Although today’s steel and raw materials prices weakened (indeed, the entire complex has been suffering malaise this year to say the least), a very bright spot in terms of steel demand could be just around the bend.
“We’ve got an opportunity, using the horizontal drilling methods, etc., to make the US the lowest-cost energy producer in the world,” said Bill Strauss, senior economist of the Chicago Federal Reserve and leading voice on the Midwest manufacturing economy. “This will benefit our industry, especially the chemical energy sector. Facilities are being re-done, and exports of chemicals will improve. We’re just in the infancy of seeing these changes come into effect.”
Read more in our interview with Bill Strauss here.

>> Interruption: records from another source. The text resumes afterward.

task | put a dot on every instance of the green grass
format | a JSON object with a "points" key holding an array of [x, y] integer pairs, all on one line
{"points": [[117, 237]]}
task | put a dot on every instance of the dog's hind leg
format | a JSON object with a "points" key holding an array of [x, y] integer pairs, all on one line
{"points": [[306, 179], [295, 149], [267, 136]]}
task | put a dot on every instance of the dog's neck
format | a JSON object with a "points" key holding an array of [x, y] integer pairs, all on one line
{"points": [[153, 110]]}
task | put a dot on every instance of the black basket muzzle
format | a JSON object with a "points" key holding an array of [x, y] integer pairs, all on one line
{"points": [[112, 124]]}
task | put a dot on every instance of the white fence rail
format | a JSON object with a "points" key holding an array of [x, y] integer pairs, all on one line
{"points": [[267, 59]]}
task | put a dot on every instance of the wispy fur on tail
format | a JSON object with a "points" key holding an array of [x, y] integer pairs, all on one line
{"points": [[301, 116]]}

Meanwhile, the 3-month price of the US HRC futures contract saw a 0.5 percent drop on Tuesday, July 30, landing at $607.00 per short ton and making it the biggest mover of the day. The US HRC futures contract spot price saw little change in its price on Tuesday at $636.00 per short ton.
The price of iron ore 58% fines from India dipped slightly lower. Chinese HRC prices saw a 0.3 percent decline. Chinese slab finished the day up 0.3 percent.
The cash price of steel billet steadied at $125.00 per metric ton following two-days of increases on the LME. After a couple of days of improving prices on the LME, the 3-month price of steel billet held steady at $155.00.